As I stood in that partially constructed home, looking out over that valley, I remembered a song from my childhood -- "God's beautiful world, God's beautiful world, I love God's beautiful world. He made it for you, He made it for me, I love God's beautiful world."
Nobody spoke for several moments as we basked in the newness of the morning, looking across the African countryside.
Eventually, we continued our trek through Logba Tota. We walked back through the town, where we had worshiped the night before, and then continued up the rocky path toward the church building. Christ Harvests is sponsoring a nursery school that uses the church building, and we visited with the 10 children. They had no teaching supplies to speak of: Children took their naps on old cardboard boxes that had been split and laid out on the dirt floor. The teacher did not even have a chalkboard; she used drawings on paper that she'd created herself, teaching English words to the children. David gave the kids toffees (candies) as we said goodbye.

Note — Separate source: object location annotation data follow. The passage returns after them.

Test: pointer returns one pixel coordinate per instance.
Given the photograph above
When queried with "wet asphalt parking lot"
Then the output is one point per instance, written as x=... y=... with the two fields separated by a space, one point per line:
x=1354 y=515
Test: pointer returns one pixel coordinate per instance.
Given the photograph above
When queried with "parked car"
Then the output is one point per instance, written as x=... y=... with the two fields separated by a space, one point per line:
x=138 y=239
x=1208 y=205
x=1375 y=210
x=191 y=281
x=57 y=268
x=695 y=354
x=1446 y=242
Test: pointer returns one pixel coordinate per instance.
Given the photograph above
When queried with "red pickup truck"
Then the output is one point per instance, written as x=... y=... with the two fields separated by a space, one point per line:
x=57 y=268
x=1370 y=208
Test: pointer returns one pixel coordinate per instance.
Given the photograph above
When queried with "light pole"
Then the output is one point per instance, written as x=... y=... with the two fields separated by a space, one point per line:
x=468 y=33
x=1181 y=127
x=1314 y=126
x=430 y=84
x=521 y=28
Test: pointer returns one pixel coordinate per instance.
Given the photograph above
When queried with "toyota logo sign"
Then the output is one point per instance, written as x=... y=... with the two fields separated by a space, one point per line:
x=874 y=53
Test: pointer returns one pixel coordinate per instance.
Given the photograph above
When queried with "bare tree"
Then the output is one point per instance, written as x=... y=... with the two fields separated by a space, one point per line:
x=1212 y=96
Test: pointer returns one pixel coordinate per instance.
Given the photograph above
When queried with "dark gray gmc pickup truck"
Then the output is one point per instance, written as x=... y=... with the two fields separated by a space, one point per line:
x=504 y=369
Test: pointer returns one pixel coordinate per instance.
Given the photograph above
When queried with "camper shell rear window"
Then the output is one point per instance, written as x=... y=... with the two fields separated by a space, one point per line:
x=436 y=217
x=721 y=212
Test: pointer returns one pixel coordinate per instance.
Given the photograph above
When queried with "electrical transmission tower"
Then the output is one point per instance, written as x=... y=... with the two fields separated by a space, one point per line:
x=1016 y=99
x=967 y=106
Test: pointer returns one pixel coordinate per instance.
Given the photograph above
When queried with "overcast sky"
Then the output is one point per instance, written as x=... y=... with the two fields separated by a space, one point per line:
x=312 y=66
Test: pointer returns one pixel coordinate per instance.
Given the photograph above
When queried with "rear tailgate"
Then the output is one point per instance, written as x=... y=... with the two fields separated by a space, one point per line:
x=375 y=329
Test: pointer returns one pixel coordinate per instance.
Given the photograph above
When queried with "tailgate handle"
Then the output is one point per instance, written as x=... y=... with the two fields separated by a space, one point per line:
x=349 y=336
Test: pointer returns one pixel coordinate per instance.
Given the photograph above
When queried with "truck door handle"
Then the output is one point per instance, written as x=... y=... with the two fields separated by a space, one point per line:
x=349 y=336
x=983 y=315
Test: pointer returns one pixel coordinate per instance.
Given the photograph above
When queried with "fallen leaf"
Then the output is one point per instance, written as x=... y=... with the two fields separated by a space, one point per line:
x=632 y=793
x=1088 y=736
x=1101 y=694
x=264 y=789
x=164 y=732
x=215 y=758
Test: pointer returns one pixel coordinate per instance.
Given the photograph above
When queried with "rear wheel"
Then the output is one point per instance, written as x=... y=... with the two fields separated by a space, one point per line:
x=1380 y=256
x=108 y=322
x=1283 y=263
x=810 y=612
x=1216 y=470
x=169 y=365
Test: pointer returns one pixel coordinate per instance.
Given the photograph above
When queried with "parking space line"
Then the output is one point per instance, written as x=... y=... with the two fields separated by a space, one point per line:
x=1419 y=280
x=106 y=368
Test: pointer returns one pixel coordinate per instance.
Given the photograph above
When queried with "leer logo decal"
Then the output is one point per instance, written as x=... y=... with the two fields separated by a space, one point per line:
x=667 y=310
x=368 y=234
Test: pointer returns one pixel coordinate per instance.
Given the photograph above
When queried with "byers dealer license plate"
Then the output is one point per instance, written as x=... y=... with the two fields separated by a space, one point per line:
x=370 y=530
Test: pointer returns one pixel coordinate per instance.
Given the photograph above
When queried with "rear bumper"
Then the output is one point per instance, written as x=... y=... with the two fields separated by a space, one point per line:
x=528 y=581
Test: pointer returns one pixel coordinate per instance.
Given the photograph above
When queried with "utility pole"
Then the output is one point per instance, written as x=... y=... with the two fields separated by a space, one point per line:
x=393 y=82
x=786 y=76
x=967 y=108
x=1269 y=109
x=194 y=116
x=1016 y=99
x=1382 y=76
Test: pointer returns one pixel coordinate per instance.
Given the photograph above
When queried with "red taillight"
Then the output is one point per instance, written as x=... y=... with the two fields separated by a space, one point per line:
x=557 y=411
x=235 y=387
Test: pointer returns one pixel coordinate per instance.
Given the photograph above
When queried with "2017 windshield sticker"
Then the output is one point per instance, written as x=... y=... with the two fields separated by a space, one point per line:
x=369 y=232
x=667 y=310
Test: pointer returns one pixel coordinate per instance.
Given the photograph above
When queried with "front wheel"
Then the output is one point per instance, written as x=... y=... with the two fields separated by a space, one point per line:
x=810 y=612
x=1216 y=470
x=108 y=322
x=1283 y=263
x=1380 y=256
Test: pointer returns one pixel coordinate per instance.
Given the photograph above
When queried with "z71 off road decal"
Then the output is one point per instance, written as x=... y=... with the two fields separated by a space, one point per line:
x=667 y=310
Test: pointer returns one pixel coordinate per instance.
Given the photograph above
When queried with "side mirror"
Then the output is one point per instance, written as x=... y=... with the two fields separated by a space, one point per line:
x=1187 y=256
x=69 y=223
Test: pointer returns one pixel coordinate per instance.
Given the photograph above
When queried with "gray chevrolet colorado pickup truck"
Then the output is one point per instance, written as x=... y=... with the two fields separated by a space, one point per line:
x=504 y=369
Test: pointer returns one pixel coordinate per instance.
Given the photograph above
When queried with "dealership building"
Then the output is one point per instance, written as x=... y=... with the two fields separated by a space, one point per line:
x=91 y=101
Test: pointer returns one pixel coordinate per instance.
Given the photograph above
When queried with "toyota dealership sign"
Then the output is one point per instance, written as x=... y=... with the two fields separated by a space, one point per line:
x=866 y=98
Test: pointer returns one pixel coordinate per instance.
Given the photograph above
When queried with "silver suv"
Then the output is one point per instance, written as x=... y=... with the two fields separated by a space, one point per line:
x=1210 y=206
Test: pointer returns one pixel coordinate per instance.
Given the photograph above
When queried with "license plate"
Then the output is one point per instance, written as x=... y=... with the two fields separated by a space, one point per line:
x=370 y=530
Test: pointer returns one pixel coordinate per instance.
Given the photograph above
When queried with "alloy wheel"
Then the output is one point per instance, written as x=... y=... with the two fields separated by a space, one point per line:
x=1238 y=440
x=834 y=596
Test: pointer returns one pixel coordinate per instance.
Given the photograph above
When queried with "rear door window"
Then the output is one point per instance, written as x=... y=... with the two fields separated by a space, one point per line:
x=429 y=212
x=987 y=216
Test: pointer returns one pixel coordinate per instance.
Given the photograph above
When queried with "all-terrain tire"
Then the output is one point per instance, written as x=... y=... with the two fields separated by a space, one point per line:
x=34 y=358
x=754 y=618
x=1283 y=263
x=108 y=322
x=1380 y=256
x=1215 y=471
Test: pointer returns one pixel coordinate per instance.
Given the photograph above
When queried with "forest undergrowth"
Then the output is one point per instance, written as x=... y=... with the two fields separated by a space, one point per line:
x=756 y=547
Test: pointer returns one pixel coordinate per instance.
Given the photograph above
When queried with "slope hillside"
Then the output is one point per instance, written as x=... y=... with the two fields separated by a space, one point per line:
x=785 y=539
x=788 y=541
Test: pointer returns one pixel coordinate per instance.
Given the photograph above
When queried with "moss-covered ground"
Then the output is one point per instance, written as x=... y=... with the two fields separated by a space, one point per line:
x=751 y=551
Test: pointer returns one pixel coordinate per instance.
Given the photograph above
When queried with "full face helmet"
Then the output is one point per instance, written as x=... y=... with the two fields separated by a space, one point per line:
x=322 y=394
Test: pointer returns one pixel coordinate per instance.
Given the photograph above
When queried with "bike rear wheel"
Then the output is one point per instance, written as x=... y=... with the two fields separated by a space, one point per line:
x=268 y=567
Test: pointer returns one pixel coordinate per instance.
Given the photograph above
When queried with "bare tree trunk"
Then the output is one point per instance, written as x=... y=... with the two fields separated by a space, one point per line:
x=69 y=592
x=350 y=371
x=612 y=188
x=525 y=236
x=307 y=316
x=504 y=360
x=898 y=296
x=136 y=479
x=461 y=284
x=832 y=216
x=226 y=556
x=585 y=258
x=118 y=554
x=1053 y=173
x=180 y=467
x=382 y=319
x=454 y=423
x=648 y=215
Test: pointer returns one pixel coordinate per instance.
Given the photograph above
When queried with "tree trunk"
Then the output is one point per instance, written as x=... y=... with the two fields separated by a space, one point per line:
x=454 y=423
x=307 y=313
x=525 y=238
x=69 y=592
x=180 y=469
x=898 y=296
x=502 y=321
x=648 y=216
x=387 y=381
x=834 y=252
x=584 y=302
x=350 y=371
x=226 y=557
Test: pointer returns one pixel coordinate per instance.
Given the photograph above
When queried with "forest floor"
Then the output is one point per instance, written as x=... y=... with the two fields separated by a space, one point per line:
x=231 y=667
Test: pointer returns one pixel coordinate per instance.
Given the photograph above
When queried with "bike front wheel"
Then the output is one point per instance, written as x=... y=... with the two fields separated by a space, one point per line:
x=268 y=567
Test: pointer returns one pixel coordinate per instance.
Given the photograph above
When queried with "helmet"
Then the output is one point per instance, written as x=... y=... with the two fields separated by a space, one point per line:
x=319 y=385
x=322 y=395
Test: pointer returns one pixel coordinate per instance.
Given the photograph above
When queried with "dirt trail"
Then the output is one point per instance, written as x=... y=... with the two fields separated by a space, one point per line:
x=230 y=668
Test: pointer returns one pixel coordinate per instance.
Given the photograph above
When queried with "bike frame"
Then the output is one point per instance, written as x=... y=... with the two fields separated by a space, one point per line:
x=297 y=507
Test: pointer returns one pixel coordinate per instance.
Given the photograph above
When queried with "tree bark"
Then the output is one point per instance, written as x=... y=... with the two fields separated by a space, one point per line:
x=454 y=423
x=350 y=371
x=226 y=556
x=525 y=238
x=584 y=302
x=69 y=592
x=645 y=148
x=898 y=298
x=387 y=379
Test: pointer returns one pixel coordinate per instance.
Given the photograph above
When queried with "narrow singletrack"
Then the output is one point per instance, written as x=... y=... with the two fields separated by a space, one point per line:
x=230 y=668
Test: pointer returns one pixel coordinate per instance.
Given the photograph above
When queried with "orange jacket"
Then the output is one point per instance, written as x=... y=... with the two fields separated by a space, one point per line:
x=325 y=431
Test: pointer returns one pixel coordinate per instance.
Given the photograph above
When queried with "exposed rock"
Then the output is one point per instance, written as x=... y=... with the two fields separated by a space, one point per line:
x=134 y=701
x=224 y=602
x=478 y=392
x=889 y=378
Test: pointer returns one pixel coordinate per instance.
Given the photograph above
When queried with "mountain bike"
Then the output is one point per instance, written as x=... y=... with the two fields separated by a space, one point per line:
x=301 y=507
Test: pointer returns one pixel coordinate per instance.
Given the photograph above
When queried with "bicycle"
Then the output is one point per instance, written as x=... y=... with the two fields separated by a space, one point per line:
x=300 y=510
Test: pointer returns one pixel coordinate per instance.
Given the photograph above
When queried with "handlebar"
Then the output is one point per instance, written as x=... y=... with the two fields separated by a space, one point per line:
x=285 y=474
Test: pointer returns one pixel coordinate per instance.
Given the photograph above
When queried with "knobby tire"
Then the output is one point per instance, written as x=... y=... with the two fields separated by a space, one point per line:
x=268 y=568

Next we paid a visit to my friend Agben & his parents. They live even farther up the mountain!! Agben's dad is crippled --I think he may have had a stroke a few years back-- and rarely (if ever) leaves his house. Each time I go to Logba, I try to visit this family; it is an important relationship to me. We shared some photographs taken last year, made a few new pictures, and then bid them farewell.
Walking back down the mountain, through this village, then back to Fount Hill, I marveled at God's goodness! And I am always struck at the difference between "needs" and "wants" that becomes so obvious when I visit this place. Life is simple here; yet people give thanks and praise to God every day.
Back at Fount Hill, lunch was almost ready. The Grace Church hikers returned from their trek to the waterfalls -- most of them tired and maybe a bit muddy, but glad for the opportunity to see the beauty of God's creation.
After lunch, we packed up the bus -- which meant taking our luggage and all of the kitchen equipment and supplies back down the hill where the bus was parked -- and headed back to Tema -- about a three-hour ride.
Tired, but joyful, we were "home" again in Community 11. The "work" part of our mission was complete. We give thanks to God for the group, for the trip, for the things HE accomplished through us, and for the opportunities we've experienced in this journey.